Misunderstanding 3: “Bias towards the null” means “The odds ratio gets smaller”

 The null value for ratios is 1, not 0, so bias towards the null for ratios means that the observed ratio is closer to 1 than the true value. This distinction doesn’t matter for ORs above 1 (provided they don’t get so small that they’re below 1), but if the true odds ratio were 0.4, bias towards the null would actually result in a larger number (e.g. 0.6 or 0.8), closer to the number 1.


How to tell the difference between differential and non-differential error 

Many students eventually feel that they understand the two types of misclassification in theory, only to get stumped by an example on an assignment or an exam. When assessing an example, step back and ask the following questions:

  • What is the exposure, when was it measured, and by whom?
  • What is the outcome, when was it measured, and by whom?
  • Given these facts, could the accuracy of the measurement of the exposure be affected by the outcome (or vice versa)?

If the exposure was measured before the outcome, then differential misclassification of the exposure is very unlikely, since the outcome isn’t known when the exposure is measured – whether I develop lung cancer in 2030 can’t affect what I tell you today about my smoking history. However, differential misclassification of the outcome is still possible, since the exposure happened first and was known when the outcome was measured, e.g. if my doctor investigates me more carefully for lung disease in future because she knows that I used to smoke.

If the people who measured the outcome don’t know the exposure status of the participant (or vice versa), differential misclassification is less likely. This is why we use blinding when possible – to stop researchers or patients reporting better outcomes if they know they are receiving a real drug (the exposure) rather than a placebo, for example.

If the exposure and the outcome are measured at the same time and the people doing the measurements are aware of them both, then differential misclassification is a risk. The next step to try to assess what impact it would have on the results of the study.

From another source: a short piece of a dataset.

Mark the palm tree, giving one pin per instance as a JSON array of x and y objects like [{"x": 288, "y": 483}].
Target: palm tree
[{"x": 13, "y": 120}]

You can do this by thinking about whether the misclassification would make the exposure look more or less common than it really is among people with the outcome (or vice versa), and whether this would exaggerate or reduce the apparent difference between the two groups (with and without the outcome). This would then send the odds ratio away from one (more different) or towards one (more similar). Most students find this very hard at first, but it gets easier with practice. Use practice exam questions if you can, and try to think about this issue whenever you are reading a study on an area that interests you.